In many ways, what Matmos creates with “Balloon” is a form of pop
musique concrète. But don’t be misled by the album’s egghead origins. It’s one of the most instantly engaging instrumental albums you’re likely to hear. From the jaunty, almost Afro-Caribbean rhythm percolating through lead track “Rainbow Flag,” through the trancelike dream “Cloudhopper” that closes the album, “Supreme Balloon” is as light and airy as its title — and full of simple pleasures.
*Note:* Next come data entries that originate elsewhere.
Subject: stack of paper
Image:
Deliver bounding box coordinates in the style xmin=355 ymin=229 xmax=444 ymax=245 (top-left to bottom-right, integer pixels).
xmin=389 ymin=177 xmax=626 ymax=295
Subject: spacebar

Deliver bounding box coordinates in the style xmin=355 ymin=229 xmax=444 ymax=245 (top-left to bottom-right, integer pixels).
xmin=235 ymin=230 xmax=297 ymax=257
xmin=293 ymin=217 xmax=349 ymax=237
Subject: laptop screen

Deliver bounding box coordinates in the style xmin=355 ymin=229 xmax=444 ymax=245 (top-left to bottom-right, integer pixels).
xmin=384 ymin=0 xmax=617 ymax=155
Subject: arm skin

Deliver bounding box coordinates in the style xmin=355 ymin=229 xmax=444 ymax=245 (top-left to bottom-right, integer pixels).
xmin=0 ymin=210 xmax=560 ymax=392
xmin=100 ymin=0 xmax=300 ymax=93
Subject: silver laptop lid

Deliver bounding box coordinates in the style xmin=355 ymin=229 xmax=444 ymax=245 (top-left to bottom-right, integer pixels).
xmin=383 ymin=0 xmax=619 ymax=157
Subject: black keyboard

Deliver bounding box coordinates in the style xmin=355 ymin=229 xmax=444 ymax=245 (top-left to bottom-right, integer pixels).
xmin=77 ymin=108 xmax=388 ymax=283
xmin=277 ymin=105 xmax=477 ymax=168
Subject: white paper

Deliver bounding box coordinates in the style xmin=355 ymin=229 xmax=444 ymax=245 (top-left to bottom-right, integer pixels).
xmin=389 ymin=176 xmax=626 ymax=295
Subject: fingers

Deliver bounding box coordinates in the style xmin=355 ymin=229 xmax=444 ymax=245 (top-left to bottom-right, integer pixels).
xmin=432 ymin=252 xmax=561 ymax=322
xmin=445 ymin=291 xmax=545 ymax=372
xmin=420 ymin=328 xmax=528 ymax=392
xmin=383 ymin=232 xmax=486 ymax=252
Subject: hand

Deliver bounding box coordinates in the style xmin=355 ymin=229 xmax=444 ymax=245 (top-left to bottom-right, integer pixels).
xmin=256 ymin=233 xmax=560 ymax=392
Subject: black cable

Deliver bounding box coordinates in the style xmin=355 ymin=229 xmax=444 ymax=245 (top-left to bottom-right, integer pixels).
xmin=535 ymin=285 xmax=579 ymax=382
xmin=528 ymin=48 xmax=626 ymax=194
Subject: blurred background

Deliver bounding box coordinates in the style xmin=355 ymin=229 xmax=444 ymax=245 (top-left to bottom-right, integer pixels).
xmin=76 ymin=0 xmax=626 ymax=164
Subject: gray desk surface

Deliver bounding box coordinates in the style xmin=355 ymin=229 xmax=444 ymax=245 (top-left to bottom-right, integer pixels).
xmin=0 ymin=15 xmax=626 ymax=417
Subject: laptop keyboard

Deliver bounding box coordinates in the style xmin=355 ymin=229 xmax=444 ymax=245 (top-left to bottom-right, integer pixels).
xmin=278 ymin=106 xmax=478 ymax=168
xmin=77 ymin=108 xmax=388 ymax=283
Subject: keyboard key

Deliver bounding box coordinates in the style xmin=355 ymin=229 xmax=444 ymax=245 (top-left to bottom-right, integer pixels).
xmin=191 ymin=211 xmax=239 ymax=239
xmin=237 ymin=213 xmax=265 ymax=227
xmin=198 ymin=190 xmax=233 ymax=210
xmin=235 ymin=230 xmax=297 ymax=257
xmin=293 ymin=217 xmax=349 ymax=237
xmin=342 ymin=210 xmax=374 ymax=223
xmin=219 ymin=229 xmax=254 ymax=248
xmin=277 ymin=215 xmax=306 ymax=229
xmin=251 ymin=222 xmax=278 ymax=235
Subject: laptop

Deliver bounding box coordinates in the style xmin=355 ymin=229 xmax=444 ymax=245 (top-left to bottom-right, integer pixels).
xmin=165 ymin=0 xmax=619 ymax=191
Even when the album gets a little thin — as during “Les Folies Françaises,” whose organ-like electronic tones recall Wendy Carlos’s space-age baroque score for Stanley Kubrick’s 1971 film “A Clockwork Orange,” anecdotally considered the first all-electronic movie score — it is produced with such sincere glee that it doesn’t feel like a mere allusion. “Balloon” is plush and bouncy, lithe and sensual, and nowhere more so than on the album’s centerpiece title song, a 24-minute opus that bubbles through a smorgasbord of squishy sounds and squiggly notes, and feels like a journey to a Roald Dahl wonderland of noises. Throughout, Messrs. Daniel and Schmidt are more interested in creating pleasurable music than in showing off gear and technique, resulting in an electronic album that’s as much fun as it is smart.